Les progrès sont lents parce que l’équipe ne peut pas se consacrer au galion à temps complet. En effet, pour aider à financer le San Juan, les travailleurs construisent d’autres petits bateaux en parallèle. De plus, un balcon entoure le chantier pour permettre aux touristes d’observer les travaux, une autre façon de payer la réplique, pour laquelle des subventions publiques et des fonds provenant de l’UNESCO sont également versés. Globalement, le projet compte un budget d’environ 1 million de dollars par an.

On fait beaucoup avec peu de moyens, soutient Xabi Agote, ajoutant que plusieurs matériaux, dont 300 chênes, ont été donnés à l’Albaola, ce qui permet aussi de réduire les coûts.

Le calendrier de la reconstruction et de l’éventuelle traversée de l’Atlantique Nord a déjà été décalé à plusieurs reprises, notamment à cause de la pandémie. Xabi Agote assure qu’il voit enfin la lumière au bout du tunnel, tout en reconnaissant qu’il reste énormément de travail à faire.

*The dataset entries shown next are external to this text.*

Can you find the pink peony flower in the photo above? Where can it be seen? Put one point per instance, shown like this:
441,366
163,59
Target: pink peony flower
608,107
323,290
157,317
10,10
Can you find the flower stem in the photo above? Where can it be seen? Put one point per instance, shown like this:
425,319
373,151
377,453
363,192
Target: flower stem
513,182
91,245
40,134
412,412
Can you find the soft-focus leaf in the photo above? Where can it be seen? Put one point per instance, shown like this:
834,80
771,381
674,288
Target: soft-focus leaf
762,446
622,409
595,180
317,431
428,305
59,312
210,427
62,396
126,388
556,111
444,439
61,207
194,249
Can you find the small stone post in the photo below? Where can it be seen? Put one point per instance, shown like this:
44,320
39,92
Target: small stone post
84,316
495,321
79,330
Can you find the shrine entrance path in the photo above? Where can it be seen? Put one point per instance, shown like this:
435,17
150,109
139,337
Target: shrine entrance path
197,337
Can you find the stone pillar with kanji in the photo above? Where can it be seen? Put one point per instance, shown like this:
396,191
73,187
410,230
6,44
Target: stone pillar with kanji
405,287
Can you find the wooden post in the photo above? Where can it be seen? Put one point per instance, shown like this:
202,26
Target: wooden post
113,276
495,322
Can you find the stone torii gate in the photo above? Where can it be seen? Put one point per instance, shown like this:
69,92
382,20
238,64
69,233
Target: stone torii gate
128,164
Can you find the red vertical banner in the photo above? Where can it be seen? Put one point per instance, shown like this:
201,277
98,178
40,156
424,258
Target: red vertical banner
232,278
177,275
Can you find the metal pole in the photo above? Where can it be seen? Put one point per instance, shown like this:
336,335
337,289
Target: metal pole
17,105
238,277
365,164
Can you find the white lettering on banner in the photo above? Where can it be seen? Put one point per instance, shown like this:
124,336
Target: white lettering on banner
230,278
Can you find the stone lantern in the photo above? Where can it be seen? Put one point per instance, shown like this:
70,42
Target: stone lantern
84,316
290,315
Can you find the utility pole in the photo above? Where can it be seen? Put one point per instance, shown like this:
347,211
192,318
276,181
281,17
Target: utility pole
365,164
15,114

L’équipe doit fabriquer toute la voilure, des kilomètres de cordage et les ancres, dont la plus grande fera 5 mètres de long. Il faut aussi équiper le navire de centaines de barriques – les tonneaux utilisés pour transporter l’huile – et de cinq baleinières, les petits bateaux utilisés pour chasser les baleines du Groenland et les baleines franches, les espèces chassées par les Basques parce qu’elles flottaient une fois abattues.

On va recréer un univers du XVIe siècle, affirme Xabi Agote, soulignant que les vêtements de l’équipage seront conçus en collaboration avec le Musée du vêtement de Madrid. Jusqu’à la nourriture et au cidre que les marins vont consommer seront les mêmes qu’au XVIe siècle.

L’équipe de l’Albaola espère mettre le bateau à l’eau l’an prochain, puis former l’équipage, faire des essais en mer et s’occuper de tous les autres préparatifs nécessaires avant de traverser l’Atlantique Nord, un périple qui pourrait se faire en 2026.

Je me demande s'il va falloir remettre ça à 2027 parce que je me rends compte que la tâche est très importante, confie Xabi Agote. Il affirme toutefois qu’un comité composé de représentants espagnols et canadiens a été formé en juin dernier et qu’il se penche actuellement sur le financement de la traversée et l’organisation de l’accueil du baleinier et de son équipage à Red Bay. Il est catégorique : le voyage dont il rêve depuis 40 ans va se faire.

Le défi est énorme, reconnaît-il, les yeux tournés, encore une fois, vers le Labrador. Mais pour moi, c'est le plus grand hommage que je peux faire à nos ancêtres et à tous les Canadiens, parce que c'est grâce au Canada que nous le faisons.

Ce reportage a été réalisé grâce à une bourse du Prix UE-Canada pour jeunes journalistes.